In recent years, the advent of intense pulsed light (IPL) has provided a novel treatment for patients with MGD. With regard to MGD, which is mainly characterized by terminal duct obstruction and qualitative or quantitative changes in the meibum.[6] A large amount of lipids accumulates in the ductal system and cannot be smoothly driven toward the orifice at the lid margin to form a tear film lipid layer. Current studies suggest that IPL plays a role in softening the meibum by heat transfer[7] to facilitate MG secretion[8] and improve the meibum quality and meibomian gland expression.[9] Significant improvements in ocular surface symptoms and signs have been found after IPL in many studies,[9] but some patients have been reported to experience no obvious improvement after several IPL treatments.[10] Furthermore, the high expense of IPL further limits its wide application in clinical practice. Thus, knowledge of the optimal candidates and ideal number of IPL treatments is crucial for the rational and scientific application of IPL, but thus far, the related situation remains unclear.

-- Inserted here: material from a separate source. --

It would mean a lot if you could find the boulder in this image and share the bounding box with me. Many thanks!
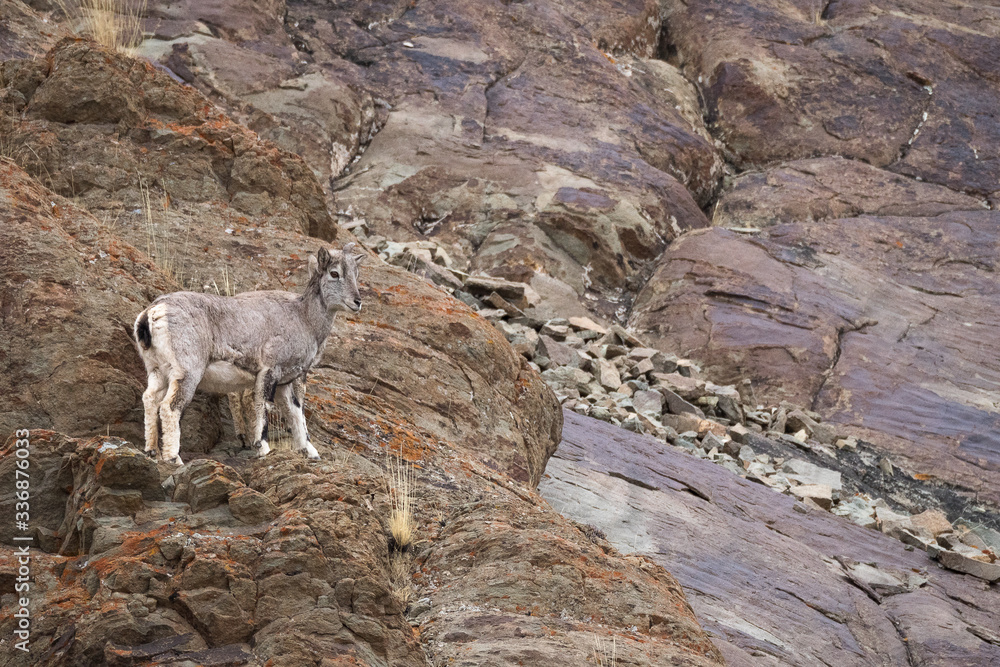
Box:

Identifying the factors influencing the clinical outcomes of IPL could provide some experience reference and practice foundation for ophthalmologists. As previously reported, age and the male sex are the most common factors contributing to the prevalence of MGD.[11] Long-term video display terminal (VDT) usage has been reported as a vital factor that has a significant impact on MGD.[12] Given this background, we collected information regarding the demographic characteristics, duration and severity of MGD, and hours of daily VDT of all patients.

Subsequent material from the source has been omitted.